In an effort to bring 100 million new customers online and generating Rs 2500 crore in revenue this fiscal, they plan to roll out at least 250 SKUs. According to a press release, the Popular G-Brands category offers brands including ‘G Mother’s Choice’, ‘G Happy Day’ and ‘G Happy Home’. The economical ‘Budget category’ has ‘HaveMore’ and ‘SaveMore’ brands which claim to offer entry-level quality products.
According to a press release from the company, The G Happy Day and HaveMore brands include an array of food products like tea, fruit jam, muesli, tomato ketchup, corn flakes, rose shahi sharbat etc. whereas the G Happy Home and SaveMore brands address household needs with products in the categories of detergents, household care, oral care, tissues & disposables, kitchen tools & accessories, and furniture & storage.
“G Mother’s Choice is the flagship brand of the e-grocer that enlists a wide range of quality staples at the lowest price in the market.

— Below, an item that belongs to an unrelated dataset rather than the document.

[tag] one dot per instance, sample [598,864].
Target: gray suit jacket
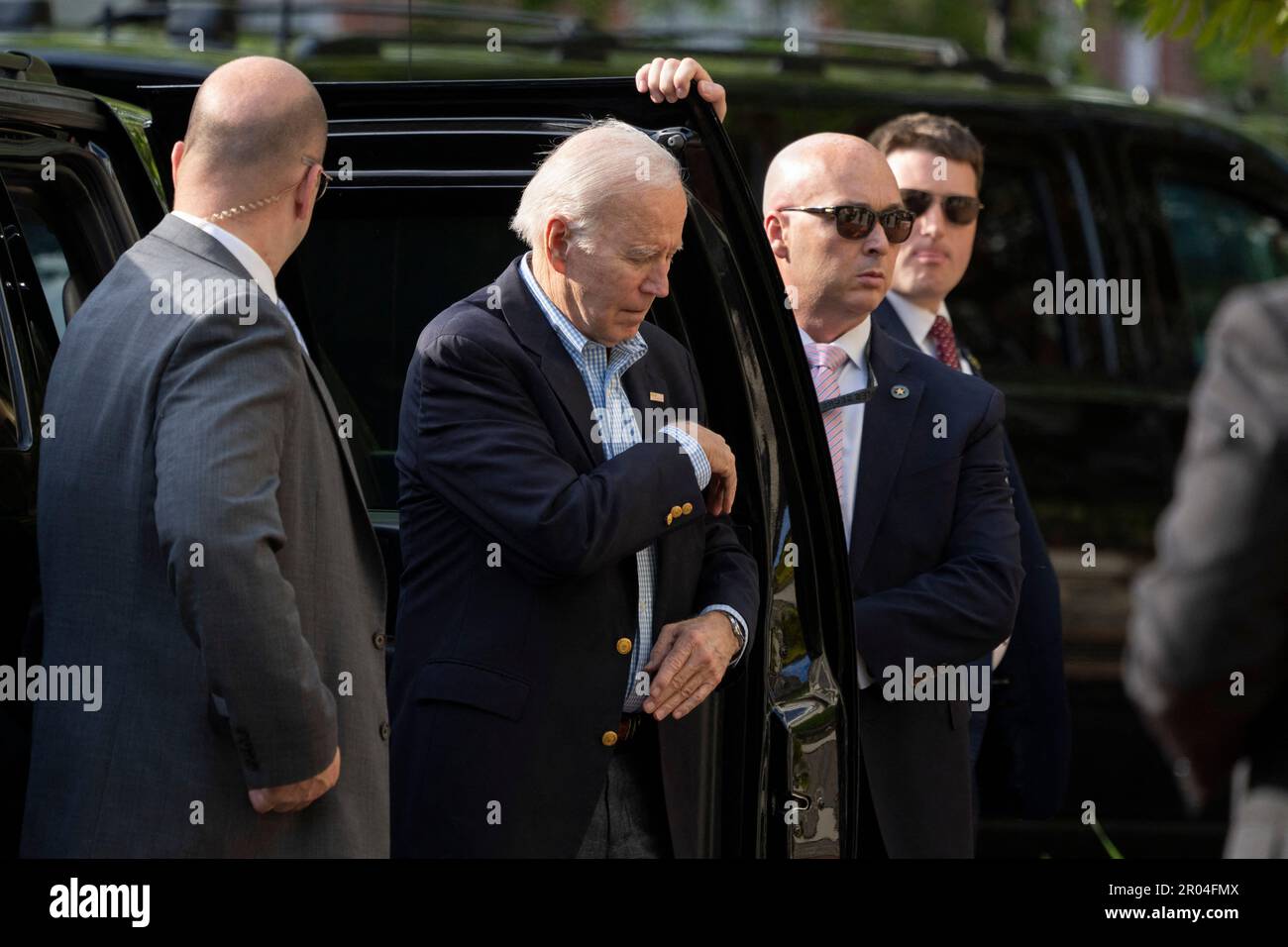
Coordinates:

Grofers’ range of private label is priced approximately 5 percent to 50 percent lower than the market price for popular brands in these categories,” it adds.
Albinder Dhindsa, Co-Founder and CEO, Grofers, said in the press release that Grofers’ foray into the FMCG segment will drive their next phase of growth in India. “In the last five years, we have received an overwhelming response from our customers and experienced tremendous growth. Through many industry-first initiatives, we have been instrumental in bringing new customers to the ecommerce fold with 15 percent of this customer base being our monthly unique shoppers. Our focus is to service what we call the ‘Real Bharat’ - the two wheeler families of India who are yet to experience the world of e-commerce and our target is to bring the next 100 million new customers to e-commerce industry through our platform,” he has added.

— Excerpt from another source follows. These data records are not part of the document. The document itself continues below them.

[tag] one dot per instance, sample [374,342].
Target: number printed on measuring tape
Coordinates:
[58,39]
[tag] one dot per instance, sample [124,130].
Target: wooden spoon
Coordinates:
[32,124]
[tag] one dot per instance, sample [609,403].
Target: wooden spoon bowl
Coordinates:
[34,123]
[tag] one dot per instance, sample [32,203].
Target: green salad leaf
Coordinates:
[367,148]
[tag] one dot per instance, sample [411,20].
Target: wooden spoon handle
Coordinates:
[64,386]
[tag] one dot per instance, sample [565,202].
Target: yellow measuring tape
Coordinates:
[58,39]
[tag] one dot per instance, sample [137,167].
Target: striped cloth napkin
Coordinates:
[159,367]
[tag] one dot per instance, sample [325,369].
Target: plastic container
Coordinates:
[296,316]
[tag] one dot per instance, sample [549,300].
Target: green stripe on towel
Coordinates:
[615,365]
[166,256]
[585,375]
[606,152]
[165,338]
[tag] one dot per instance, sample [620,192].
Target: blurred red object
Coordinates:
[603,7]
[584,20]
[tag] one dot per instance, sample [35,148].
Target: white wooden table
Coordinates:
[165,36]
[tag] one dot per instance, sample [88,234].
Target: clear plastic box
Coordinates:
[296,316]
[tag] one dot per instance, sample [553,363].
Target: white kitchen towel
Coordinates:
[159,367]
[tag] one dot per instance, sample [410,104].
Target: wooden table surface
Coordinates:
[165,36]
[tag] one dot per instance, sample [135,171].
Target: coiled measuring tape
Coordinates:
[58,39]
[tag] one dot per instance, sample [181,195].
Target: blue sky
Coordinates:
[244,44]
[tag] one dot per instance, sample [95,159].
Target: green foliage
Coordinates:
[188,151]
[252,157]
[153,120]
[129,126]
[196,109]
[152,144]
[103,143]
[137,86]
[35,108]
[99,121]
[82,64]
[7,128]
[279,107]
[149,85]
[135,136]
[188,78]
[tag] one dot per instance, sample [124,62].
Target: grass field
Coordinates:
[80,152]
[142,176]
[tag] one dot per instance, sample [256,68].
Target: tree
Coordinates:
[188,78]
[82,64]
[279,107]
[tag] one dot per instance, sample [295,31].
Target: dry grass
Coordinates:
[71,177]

Targeting mostly middle-class families, Grofers is taking a book out of US retail giant Walmart’s book – by offering ‘Every Day Low Prices’ (EDLP), which has maintained the 50-year-old company’s leadership in retail. Targeting a particular consumer segment means catering to particular demands too. Many people buy unbranded ghee as it is Rs 50 cheaper than the branded ones. Grofers was already selling Amul and Patanjali ghee; but now they sell unbranded ghee too with better price, quality, packaging, and value proposition.
Earlier this year, Grofers raised Rs 400 crore (about $62 million) in a Series E round from its existing investors SoftBank and Tiger Global Management, making the total funding of the five-year-old company $226 million.
In January, Grofers’ membership/subscription-based service Smart Bachat Club crossed 50,000 subscribers in just two weeks. Members of the club would be able to shop for their daily groceries by paying as low as wholesale prices. Today, it claims to have over 200,000 customers.
As per Grofers’ statement, the brand has invested in building capabilities in product quality control, data sciences, inventory forecasting, consumer behaviour, manpower training and building supply-chain efficiencies. They are also building infrastructure to provide necessary support for inventory stock.
Grofers claims that it closed last fiscal with Rs 950 crore in sales and is targeting 50 percent contribution from its private brands this fiscal, from 35 percent in FY2018.